Radiomics for the detection of diffusely impaired myocardial perfusion: A proof-of-concept study using 13N-ammonia positron emission tomography.

AIM: The current proof-of-concept study investigates the value of radiomic features from normal 13N-ammonia positron emission tomography (PET) myocardial retention images to identify patients with reduced global myocardial flow reserve (MFR). METHODS: Data from 100 patients with normal retention 13N-ammonia PET scans were divided into two groups, according to global MFR (i.e., < 2 and ≥ 2), as derived from quantitative PET analysis.

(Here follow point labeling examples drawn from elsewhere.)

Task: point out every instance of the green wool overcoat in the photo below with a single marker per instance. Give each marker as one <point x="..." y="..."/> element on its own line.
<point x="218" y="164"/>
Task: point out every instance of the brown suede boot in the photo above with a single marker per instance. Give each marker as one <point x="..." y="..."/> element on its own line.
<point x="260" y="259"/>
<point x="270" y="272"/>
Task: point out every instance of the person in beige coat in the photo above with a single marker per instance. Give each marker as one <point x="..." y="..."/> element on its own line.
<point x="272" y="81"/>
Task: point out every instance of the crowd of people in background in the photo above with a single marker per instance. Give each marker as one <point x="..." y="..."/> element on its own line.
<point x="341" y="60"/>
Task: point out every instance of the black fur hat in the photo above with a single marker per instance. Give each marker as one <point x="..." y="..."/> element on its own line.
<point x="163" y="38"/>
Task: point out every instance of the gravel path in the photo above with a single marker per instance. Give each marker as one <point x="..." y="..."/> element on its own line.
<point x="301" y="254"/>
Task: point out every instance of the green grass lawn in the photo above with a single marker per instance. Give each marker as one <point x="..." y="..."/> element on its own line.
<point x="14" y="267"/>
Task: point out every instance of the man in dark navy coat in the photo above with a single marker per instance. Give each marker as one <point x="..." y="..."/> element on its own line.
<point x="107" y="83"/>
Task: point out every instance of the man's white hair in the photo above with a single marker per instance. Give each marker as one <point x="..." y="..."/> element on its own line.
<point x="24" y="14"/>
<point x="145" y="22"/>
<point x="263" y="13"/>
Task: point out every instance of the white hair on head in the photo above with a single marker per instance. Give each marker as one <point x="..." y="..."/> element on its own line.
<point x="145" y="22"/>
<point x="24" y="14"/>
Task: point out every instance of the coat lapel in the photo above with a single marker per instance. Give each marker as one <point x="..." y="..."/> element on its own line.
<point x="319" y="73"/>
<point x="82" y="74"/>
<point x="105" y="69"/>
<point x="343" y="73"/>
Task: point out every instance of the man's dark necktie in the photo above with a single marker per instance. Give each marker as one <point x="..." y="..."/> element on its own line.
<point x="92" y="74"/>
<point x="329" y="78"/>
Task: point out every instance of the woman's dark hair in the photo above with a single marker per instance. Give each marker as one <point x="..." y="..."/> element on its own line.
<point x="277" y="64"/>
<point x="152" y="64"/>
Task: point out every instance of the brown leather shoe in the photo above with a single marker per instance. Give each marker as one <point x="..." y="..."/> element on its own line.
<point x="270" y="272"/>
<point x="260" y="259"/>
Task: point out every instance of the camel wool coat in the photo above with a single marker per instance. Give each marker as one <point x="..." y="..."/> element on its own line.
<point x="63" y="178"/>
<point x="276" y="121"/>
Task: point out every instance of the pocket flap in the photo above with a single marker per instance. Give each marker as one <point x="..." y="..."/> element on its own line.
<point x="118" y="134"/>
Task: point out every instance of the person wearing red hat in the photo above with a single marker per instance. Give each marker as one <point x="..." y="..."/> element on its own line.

We extracted radiomic features from retention images at each of five different gray-level (GL) discretization (8, 16, 32, 64, and 128 bins). Outcome independent and dependent feature selection and subsequent univariate and multivariate analyses was performed to identify image features predicting reduced global MFR. RESULTS: A total of 475 radiomic features were extracted per patient. Outcome independent and dependent feature selection resulted in a remainder of 35 features. Discretization at 16 bins (GL16) yielded the highest number of significant predictors of reduced MFR and was chosen for the final analysis. GLRLM_GLNU was the most robust parameter and at a cut-off of 948 yielded an accuracy, sensitivity, specificity, negative and positive predictive value of 67%, 74%, 58%, 64%, and 69%, respectively, to detect diffusely impaired myocardial perfusion. CONCLUSION: A single radiomic feature (GLRLM_GLNU) extracted from visually normal 13N-ammonia PET retention images independently predicts reduced global MFR with moderate accuracy. This concept could potentially be applied to other myocardial perfusion imaging modalities based purely on relative distribution patterns to allow for better detection of diffuse disease.